Retour en terre bantu des objets d’art

LE PREMIER LOT DES BIENS CULTURELS

GABONAIS REMIS ENTRE LES MAINS

D’ALAIN-CLAUDE BILIE-BY-NZE, MINISTRE

d’ETAT en charge de la Culture

LE CICIBA SE FELICITE DE CE DEBUT DU PROCESSUS DE RESTITUTION DES OBJETS D’ART

13 juillet 2018. La salle OKUME du Radisson-Blu affiche complet. Venus de partout, des invités de marque sont au premier rang. Parmi ceux-ci, aux côtés de Son Excellence Alain Claude Alain-Claude Bilie-By-Nze et du Professeur Patrick Mouguiama-Daouda, organisateur de cette manifestation, il y a  : le Représentant de l’UNESCO au Gabon, le Directeur Général du CICIBA, le Directeur du Musée du Quai-Branly de Paris, le Président de l’Université Franco-Gabonaise. Sont également présents, tout le personnel scientifique et académique du Réseau UNITWIN/Chaire UNESCO « Réseau Bantuphonie : Langues en dangers, savoirs endogènes et biodiversité » de l’UOB et les étudiants de la première promotion de ladite Chaire.
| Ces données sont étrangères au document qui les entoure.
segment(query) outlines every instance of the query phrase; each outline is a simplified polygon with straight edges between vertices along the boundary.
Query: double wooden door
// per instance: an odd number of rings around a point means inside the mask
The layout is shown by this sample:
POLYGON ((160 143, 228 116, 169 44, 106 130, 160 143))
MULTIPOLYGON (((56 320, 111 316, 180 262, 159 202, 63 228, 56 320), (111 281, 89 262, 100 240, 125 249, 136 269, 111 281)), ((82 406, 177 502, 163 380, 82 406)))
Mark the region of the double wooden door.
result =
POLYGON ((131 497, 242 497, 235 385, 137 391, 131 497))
L’événement est à la hauteur de la symbolique incarnée par ce retour inattendu – aujourd’hui ! – des quatre premiers objets d’art de toute beauté ramenés de Paris à Libreville, sous la conduite de Monsieur Pierre Paul Amrouche, ancien expert international du CICIBA, et du professeur Patrick Mouguiama-Daouda.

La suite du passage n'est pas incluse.